A falta de opções no mercado pode ter ajudado nessa indecisão da diretoria do Bahia. O mais cotado para assumir o cargo era Eduardo Baptista, ex-Palmeiras e Atlético Paranaense, que optou por não dirigir mais nenhum clube até o final da temporada.
No entanto, o Tricolor tenta adiar o anúncio da efetivação de Preto, prevendo que algum outro nome fique livre no mercado nos próximos dias.O mais ameaçado é Dorival Júnior no São Paulo. O treinador, no entanto, deve tomar a mesma decisão de Eduardo Baptista em caso de demissão.
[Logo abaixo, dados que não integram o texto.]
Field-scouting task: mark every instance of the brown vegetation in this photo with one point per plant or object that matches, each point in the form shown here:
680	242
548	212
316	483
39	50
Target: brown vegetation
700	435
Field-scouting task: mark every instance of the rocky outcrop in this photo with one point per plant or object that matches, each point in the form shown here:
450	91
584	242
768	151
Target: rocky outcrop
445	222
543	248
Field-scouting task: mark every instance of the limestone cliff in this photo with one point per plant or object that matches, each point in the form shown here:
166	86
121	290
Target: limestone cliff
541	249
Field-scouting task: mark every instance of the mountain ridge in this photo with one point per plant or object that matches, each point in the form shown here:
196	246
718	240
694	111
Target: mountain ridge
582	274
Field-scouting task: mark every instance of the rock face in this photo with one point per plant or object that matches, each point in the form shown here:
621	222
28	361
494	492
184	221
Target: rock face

“Temos um bom tempo de trabalho com a pausa para as Eliminatórias. Quero aproveitar esse fator para encorpar o time para podermos brigar novamente pela parte de cima da tabela. Não conversamos sobre minha continuidade como treinador. Sou funcionário do clube e farei o que me pedirem”, disse Preto Casagrande.
A preocupação se dá, pois o Bahia está na 14ª colocação do Brasileirão, com 26 pontos, apenas um da zona de rebaixamento. O próximo desafio será apenas no dia 11 de setembro, às 20h, diante do Atlético Goianiense, lanterna da competição, no Olímpico.